We caught him on the downgrade without any heroics.
"Personal number," commented Nigel, "ABC, very nice."
"Can't be too many of those about," I suggested.
Nigel rose to the bait like a hungry trout on the Day of the Mayflies. "Nine hundred and ninety-nine, I suppose," he told me, modestly.
We pulled off at the first left turn and as soon as the Rolls had vanished we headed for home.
"We'll check it out Monday morning," I said, adding: "That's your job."
When I arrived at the station on Monday morning, Nigel was hovering around the front desk. I asked him what he was doing there.
"PC Riley has just asked me to watch things, sir, while he goes to the bog. He says he's got a bad stomach."
"Okay, but I want you on parade in five minutes."
We don't actually have parades in CID, but we still use the term. It just means 'be there', so that we can discuss the previous twenty-four hours' happenings. I sprinted upstairs and stood looking out of the front window. Shortly, a young woman appeared carrying a small parcel in front of her, and walked in through the front entrance of the nick.
I could visualise the scene.
"I would like to report some lost property," she would be saying. Nigel would then make out the proper forms, give the lady a receipt and tell her when she could claim it if the rightful owner didn't. As soon as she had gone Riley would reappear.
After parade and the sub divisional Officers' management meeting, better known as morning assembly, I asked Nigel what had been in the parcel.
"I was a bit surprised when PC Riley opened it," he told me. "It contained a packet of six Lyons individual chocolate Swiss rolls."
"What did he do with them?" I asked.
"He ate one. That really shook me."
"Only one?" I enquired.
Nigel looked sheepish. "He gave me one. I ate one, too."
"You ate some evidence," I stated.
"Lost property, not evidence, sir."
He looked uncomfortable, as if his entire future had been blighted by a wayward Swiss roll.
"Never mind that for now. Have that Rolls Royce checked out."
I settled down at the small mountain of paper on my desk. I thumbed my way through the pile, looking for money, offers of bribes or letters from pining young ladies. None. It was one of those Mondays. Nigel was back before I had done anything constructive.
"How about this?" he said, looking a little brighter. "ABC belongs to one Aubrey Bingham Cakebread, of The Ponderosa, Welton."

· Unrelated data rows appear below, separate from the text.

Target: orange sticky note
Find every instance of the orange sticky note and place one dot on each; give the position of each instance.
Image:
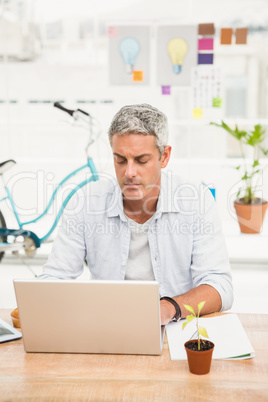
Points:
(197, 113)
(241, 36)
(137, 76)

Welton was on the outskirts of Oldfield, on the posh side. It was also the home of Hassan's Taxis. I thought about things for a while. "Ring your new-found friends in Oldfield," I told him. "Thank them for their hospitality and then ask them if they have anything on Mr.
Breadcake."
"Cakebread, sir," interrupted Nigel.
"Tell them about the phone box. Don't expect much back, it's just background information. It may help them they're having near gang warfare between the taxi companies."

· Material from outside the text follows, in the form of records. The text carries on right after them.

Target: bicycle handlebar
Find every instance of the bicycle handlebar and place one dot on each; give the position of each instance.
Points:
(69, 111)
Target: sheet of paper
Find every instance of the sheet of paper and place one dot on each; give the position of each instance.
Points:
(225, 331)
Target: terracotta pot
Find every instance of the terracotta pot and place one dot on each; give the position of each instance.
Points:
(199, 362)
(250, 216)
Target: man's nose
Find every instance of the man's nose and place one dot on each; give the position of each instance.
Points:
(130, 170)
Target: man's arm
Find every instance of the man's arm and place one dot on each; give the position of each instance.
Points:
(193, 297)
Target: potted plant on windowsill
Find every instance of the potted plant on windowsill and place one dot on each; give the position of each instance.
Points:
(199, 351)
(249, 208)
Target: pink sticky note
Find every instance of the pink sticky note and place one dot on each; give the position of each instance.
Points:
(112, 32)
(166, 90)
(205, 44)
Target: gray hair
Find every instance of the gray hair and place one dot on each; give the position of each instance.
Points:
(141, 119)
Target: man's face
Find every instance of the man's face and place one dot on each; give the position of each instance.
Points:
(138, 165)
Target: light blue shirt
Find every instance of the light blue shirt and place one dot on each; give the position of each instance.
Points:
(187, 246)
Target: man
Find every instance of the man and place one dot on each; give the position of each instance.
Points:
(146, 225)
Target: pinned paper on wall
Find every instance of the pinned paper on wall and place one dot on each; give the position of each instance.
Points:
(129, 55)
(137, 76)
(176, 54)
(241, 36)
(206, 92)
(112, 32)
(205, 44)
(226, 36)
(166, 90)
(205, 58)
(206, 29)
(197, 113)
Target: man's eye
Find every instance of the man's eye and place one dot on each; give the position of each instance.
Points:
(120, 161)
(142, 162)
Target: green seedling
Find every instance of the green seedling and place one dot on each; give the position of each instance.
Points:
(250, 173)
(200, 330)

Nigel turned to go back to his desk, then changed his mind. "Mr.
Priest, er, do you think I ought to do anything about the chocolate rolls? Maybe buy a new box?"

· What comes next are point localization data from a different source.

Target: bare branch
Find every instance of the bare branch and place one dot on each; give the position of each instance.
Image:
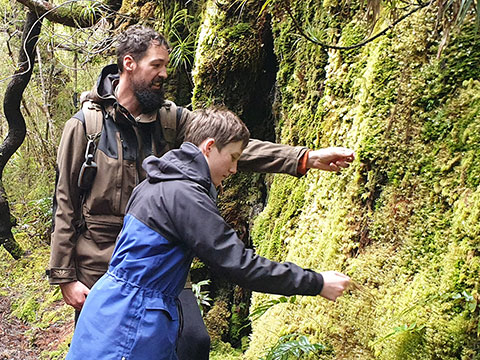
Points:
(69, 13)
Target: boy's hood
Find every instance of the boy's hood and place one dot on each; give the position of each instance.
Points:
(186, 163)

I hated being called sir and Mr. Priest. It made me feel old. Worse, it made me feel my age. We were expected to stick to the formalities, though, when we were in the station. I rocked back in my chair and put one foot on the desk. If I'd been a hat man I would have pushed it to the back of my head with a forefinger. I smiled at him and told him he had been set up.
"The woman is Riley's sister," I said. "She's the manageress of the confectionery shop on the corner. The chocolate rolls weren't lost. I have every confidence that she put the money for them in the till.
Sometime this morning Sergeant Jenks will request an audience with you and give you a bollocking. Tell him to get stuffed, but politely, of course."
When Nigel was summoned to Sergeant Jenks's office he was met by a tableau reminiscent of curtain-rise on the second act of one of Agatha Christie's lesser works. Jenks was standing with a small carton containing four chocolate rolls held in front of him. Riley was standing to attention with his nose up at a ridiculous angle.
"Come in, Newley," said Jenks. "Riley was just telling me about this lost property. Now then, Riley, what 'appened to the other two chocolate rolls?"